JF Lalonde/Courtesy of the artist
JF Lalonde/Courtesy of the artist
Fans of Arcade Fire might be feeling a bit of culture shock. The group has been called the world's most successful indie rock band — but its new album, Reflektor, explores the Haitian roots of band member Regine Chassagne.
She and her husband, frontman Win Butler, have worked with Haitian relief groups for years; the band has donated more than $1 million to charities there. Speaking with NPR's David Greene, Chassagne and Butler say the seeds of the idea for Reflektor were planted on a trip they took to Haiti right after winning the 2011 Grammy for album of the year, in a total upset.
"And then there's people coming from the mountains to watch us play who've never heard The Beatles before," Butler says of the scene when the band arrived. "You realize, stripped of that context, what you're left with is rhythm and emotion and melody; it kind of gets back to these really basic building blocks of music. So we kind of wanted to start from there and try and make something out of it."
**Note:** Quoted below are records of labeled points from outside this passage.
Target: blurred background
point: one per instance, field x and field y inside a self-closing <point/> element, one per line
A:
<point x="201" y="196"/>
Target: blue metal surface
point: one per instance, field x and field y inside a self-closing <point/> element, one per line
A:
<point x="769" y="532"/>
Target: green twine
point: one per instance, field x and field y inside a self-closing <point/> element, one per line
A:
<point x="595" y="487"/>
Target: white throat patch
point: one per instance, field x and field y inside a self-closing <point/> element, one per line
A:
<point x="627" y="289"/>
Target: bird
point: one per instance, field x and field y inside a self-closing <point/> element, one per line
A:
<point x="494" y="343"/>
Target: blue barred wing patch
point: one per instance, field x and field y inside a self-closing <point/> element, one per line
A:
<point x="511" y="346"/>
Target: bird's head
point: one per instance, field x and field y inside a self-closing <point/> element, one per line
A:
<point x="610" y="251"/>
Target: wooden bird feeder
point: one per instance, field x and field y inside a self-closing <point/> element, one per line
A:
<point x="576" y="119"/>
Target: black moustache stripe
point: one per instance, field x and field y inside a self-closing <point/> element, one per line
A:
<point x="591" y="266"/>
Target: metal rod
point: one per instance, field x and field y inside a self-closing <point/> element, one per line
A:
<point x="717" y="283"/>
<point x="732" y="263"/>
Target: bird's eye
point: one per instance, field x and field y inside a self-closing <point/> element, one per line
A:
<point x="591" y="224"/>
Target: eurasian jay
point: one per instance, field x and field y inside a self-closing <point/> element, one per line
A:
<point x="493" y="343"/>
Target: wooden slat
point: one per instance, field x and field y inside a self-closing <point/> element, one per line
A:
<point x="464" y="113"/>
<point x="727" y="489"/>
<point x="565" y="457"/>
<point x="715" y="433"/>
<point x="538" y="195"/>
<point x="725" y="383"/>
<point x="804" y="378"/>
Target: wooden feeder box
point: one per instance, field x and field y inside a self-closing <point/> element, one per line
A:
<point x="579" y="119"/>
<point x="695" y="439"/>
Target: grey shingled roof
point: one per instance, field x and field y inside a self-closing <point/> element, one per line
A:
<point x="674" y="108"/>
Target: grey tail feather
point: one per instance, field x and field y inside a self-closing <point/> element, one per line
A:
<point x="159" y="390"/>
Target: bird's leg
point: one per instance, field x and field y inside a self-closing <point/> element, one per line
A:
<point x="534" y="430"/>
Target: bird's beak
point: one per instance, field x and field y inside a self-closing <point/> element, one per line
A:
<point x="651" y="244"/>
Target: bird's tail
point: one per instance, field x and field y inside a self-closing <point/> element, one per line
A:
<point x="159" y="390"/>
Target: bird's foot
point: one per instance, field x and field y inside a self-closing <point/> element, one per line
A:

Reflektor isn't a dance record through and through, but it does incorporate many specific dance rhythms — "Here Comes the Night Time," for example, evokes the Haitian street music known as rara in its faster moments. The title of that song, Butler says, refers to an uncanny sight that can often be seen at dusk on the streets of Port-au-Prince, large parts of which have no electricity.
"Everyone's kind of really hustling to get home because it can be kind of dangerous in a lot of neighborhoods; you have to get home before nightfall. And people have their bags of groceries and they're sprinting in the streets trying to get home," he says. "And then you see, like, three dudes in really sharp suits that are just stepping out to go out to a nightclub or something like that. You kind of have this duality where it's this really exciting atmosphere, but then also really dangerous at the same time.
Chassagne says that though the new album's themes are deeply meaningful to her, she hopes the band has created something that can be appreciated anywhere.
"I'm kind of stuck a little bit in both worlds, so I would like to make something that, basically, my mom could dance to. She wouldn't dance to a New Order song, but she would dance to the Haitian beat," Chassagne says. "I want to kind of do something that everybody can lock into."